The process can take 6 -12 months depending on alot of factors so theres lots of time to train,
consider, and prepare.


----------



## ZipperHead (30 Jun 2005)

A 50 lb rucksack is actually "light". The Army Fitness Standard rucksack weight is only ~35lbs, which is a complete joke. I carried a rucksack that weighed over 100lbs (plus weapon and radio) for Op Grizzly (G8 Summit security) and trudged through the Rocky Mountains, and troops in Afghanistan on operations carried similar weights (and probably more).

Obviously, if you are going into a "soft" trade (or element (ie air force) this won't be a concern, but you have to be prepared for at least 35lbs (plus fighting order:Tactical vest (or webbing), helmet and weapon, which all told is 54lbs (if I recall correctly), so I would suggest working up to at least 50lbs, if not more (just to make sure that you can handle the minimal requirements with ease).

Al


----------



## Chief Clerk (1 Jul 2005)

Hi, my fiance has been in the army for 10 years and I've strongly been considering joining, however i'm not sure how well I would do on the fitness portion or if it's different for women.

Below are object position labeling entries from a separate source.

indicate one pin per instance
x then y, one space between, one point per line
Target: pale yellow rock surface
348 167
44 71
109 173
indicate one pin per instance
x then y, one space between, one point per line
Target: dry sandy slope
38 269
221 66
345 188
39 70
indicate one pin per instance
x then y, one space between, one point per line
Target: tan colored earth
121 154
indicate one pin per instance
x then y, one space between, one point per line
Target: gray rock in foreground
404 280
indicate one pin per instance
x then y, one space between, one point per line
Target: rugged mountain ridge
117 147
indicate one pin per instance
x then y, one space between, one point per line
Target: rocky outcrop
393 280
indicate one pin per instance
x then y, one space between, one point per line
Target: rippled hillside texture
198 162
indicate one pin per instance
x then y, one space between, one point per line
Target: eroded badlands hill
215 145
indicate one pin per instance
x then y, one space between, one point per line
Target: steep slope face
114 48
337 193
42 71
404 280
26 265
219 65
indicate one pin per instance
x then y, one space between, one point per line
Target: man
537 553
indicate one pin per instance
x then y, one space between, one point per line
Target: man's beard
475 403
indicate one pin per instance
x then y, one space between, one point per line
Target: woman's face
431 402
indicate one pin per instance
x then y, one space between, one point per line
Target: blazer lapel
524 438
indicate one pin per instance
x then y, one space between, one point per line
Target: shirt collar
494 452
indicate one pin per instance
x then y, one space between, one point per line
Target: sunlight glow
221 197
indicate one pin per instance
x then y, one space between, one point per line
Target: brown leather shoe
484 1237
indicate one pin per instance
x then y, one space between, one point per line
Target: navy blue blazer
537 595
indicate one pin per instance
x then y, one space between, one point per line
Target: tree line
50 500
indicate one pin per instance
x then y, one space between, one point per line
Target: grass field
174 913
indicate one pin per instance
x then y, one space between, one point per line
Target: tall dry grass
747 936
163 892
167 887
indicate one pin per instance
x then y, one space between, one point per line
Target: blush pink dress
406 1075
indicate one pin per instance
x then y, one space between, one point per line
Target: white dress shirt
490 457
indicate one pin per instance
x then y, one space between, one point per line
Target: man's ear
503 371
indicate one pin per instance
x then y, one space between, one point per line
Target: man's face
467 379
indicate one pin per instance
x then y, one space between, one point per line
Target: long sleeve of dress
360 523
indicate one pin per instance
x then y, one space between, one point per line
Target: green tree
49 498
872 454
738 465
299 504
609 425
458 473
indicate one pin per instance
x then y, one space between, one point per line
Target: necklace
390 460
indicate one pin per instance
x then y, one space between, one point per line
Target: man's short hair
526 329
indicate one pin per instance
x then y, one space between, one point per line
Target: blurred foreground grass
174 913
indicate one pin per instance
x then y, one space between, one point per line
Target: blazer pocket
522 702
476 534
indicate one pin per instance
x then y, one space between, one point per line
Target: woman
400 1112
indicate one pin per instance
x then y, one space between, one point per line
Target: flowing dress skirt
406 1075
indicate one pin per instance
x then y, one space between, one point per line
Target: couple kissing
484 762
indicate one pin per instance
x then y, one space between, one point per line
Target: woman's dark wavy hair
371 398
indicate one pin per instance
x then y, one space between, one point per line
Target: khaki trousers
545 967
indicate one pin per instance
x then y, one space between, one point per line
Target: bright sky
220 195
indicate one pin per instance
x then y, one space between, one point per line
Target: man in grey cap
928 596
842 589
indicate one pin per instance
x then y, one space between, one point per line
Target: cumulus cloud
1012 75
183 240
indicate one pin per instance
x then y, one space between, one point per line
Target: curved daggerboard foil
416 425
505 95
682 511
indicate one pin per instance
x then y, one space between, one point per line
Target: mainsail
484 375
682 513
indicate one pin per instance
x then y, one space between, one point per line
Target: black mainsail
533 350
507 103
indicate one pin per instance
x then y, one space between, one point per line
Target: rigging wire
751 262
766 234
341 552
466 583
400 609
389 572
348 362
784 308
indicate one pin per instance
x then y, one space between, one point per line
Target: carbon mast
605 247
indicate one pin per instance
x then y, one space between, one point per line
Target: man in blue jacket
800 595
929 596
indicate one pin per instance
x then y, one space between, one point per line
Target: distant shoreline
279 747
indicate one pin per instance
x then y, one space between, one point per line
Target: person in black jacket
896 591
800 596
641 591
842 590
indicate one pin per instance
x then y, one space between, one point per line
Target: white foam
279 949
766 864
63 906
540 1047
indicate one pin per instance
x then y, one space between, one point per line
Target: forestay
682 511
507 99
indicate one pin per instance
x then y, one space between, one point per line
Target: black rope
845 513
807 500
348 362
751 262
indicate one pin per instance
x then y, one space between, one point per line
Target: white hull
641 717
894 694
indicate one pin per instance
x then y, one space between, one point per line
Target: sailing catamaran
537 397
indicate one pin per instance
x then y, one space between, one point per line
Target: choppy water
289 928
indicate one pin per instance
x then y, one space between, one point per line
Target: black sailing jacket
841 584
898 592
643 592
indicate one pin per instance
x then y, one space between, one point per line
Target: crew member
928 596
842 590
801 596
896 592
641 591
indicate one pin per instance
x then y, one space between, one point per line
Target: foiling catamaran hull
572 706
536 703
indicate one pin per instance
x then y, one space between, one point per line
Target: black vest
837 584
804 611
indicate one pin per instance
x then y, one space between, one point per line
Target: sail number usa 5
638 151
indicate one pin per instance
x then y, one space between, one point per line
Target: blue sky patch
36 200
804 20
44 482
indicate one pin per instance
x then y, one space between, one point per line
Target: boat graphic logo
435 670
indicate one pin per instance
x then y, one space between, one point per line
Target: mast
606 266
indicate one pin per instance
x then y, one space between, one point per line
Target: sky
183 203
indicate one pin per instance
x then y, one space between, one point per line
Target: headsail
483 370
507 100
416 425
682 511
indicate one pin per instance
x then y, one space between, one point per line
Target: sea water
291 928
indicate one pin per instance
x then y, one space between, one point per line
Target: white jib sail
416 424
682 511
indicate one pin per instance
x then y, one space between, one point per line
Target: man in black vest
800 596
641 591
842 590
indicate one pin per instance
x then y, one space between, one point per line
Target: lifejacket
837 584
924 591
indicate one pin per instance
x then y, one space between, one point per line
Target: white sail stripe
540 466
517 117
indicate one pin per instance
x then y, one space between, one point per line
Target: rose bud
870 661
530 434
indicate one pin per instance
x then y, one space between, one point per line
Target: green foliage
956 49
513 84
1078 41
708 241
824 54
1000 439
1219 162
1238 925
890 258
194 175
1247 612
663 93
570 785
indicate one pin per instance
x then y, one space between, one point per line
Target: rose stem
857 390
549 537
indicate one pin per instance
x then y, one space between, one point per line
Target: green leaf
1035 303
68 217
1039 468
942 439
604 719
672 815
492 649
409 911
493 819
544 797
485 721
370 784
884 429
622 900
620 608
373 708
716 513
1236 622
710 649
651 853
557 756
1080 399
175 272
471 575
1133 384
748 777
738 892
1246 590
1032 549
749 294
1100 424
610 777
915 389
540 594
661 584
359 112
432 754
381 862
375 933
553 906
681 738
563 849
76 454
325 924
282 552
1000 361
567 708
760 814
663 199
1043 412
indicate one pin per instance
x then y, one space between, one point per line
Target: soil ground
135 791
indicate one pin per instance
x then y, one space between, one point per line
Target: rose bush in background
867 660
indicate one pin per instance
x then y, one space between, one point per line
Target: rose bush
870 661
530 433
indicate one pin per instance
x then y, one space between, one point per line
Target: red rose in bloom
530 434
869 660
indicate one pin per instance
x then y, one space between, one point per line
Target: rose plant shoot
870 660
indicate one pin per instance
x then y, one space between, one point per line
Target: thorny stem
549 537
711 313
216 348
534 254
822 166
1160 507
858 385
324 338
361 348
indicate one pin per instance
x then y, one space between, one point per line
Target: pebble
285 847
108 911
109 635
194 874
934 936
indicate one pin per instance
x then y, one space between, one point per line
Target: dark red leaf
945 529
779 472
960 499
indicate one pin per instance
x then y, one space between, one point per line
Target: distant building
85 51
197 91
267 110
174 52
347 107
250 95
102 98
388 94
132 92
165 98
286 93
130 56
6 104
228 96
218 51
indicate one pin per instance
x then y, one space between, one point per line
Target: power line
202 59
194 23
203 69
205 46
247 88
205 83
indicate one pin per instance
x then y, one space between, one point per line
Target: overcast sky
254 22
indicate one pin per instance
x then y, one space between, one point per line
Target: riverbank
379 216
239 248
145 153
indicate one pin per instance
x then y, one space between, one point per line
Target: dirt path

Currently I can run a half marathon (21k) and do 50-75 situps  Roll Eyes, not so great at pushups and not sure how to improve on them. Also if you spouse is in the military is there a way to be posted at the same base? I also have a psychology degree and am not sure what kind of job I'd be appropriate for. Smiley


Hello, my better half joined four years ago after following me around for 26 years - she is finishing up her degree in Nursing and will be an Officer in the Canadian Forces next year.  Get in contact with any Canadian Forces Base PSP (Gym) staff and they can explain the fitness test or call your CFRC.  Depending on your fitness level and age - St Jean (BootCamp) can be easy or hard.  You seem to be in good shape from the above - and, yes the pushups can be a little testy (St Jean will want you to do them a certain way - ask your PSP Staff).  If enrolled as an Officer you would have to do an Initial Assessment Phase (IAP) which is bootcamp learning you drill, dress, deportment, general service knowledge, fitness, etc.  Then you would go on  a BOTC (Basic Officer Traning Course) which concentrates on Leadership, small party taskings, communicating,  little bit more general service knowledge, etc  and the paperwork world of the Canadian Forces.
Ask the CFRC about enrolling as an Officer (seeing you have a degree) I am sure there is a plan in which you can enroll under.  We have Personnel Selection Officers, etc that would certainly fit your degree.  CFRC can give you the low down on all occupations available to you with your degree.
Yes if your spouse is military you can get posted to the Same Base - this only becomes difficult if he or she was in the Infantry, Artillery, Hard Navy, etc,  as these guys are limited to where they can serve.


----------